The Spade took a last inhale of his pipe before dumping its contents into the fire. “Perhaps. But I think the King fears more than just the return of the Princess.”
“The Yurkei?”
“This is the end of your answers for tonight.”
“There is nothing more to tell me of Wardley?”
“No. His shoulder still healing. He spends his days in the stables, wiping the dung off of his face that is thrown at him by orphans.”
But he is alive, thought Dinah, he is alive. She absently rubbed her hands together. More blood on my hands, she thought, more consequences because of my actions. And Harris, and Emily—what had happened to them? Had her father chopped them down as easily as he had Lucy and Quintrell?

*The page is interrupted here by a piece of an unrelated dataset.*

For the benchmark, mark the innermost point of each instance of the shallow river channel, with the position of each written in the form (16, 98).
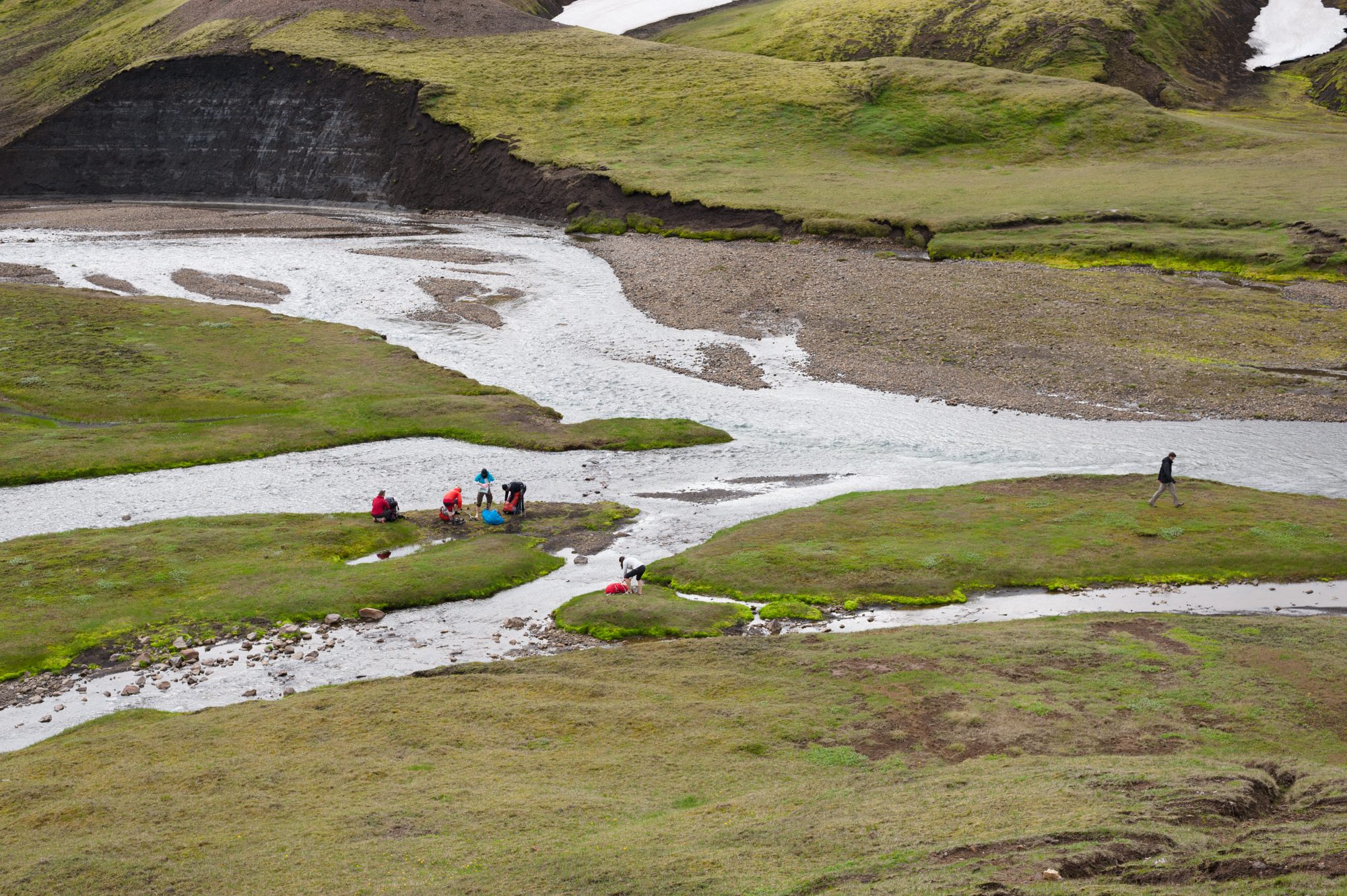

She began to raise her voice when the Spade turned slightly, his ears pointed at the sky. “BE SILENT!” he whispered. Dinah froze in place. Without making a sound, the Spade ran over to his pack and withdrew a bow and arrow. Her heart thudded in her ears. What was he doing? Maybe he worked for her father. Perhaps he was an assassin sent her to kill her silently and bury her deep in the woods, where her body would simply disintegrate into the dusty ground. She looked around, taking in the moss-covered rocks and the thin white trees that ringed their nightfire. There are worse places to be laid to rest, she thought. At least I’m here under the bright stars, though… if he wanted to kill me, she reasoned, he would have killed me while I slept. He could have pulled that knife across my throat before I had even understood what was going on.
The Spade lifted the bow, his muscled arms quivering as he tracked something that Dinah couldn’t see across the dark sky. Finally, he exhaled and released the arrow. Dinah heard a thwap, followed by the sound of something falling through dried leaves. The Spade darted into the woods. Dinah stood. Now, she thought, now would be the time to run with Morte, her legs shaking. Go! she told herself, but her legs didn’t move. She stayed. There was something about this Spade, she reasoned, something different. Besides, the food was almost gone. And he was right—she didn’t have a plan. Defeated, she admitted to herself that she had been wandering aimlessly through the forest, and it was a miracle that she had survived. Now she had help, or at least someone who wanted something from her, which in some cases was as good as help. He wasn’t a friend, but she didn’t sense danger radiating from him either. She paused, thinking of the rage on her father’s face as she stood shadowed in the trees. “But you can’t trust that,” she whispered to herself. “You can’t trust that feeling.” She never would have dreamed that her father would try to murder her, or throw her brother out of a window. Feelings meant nothing. Whom could you trust when your own family turned against you?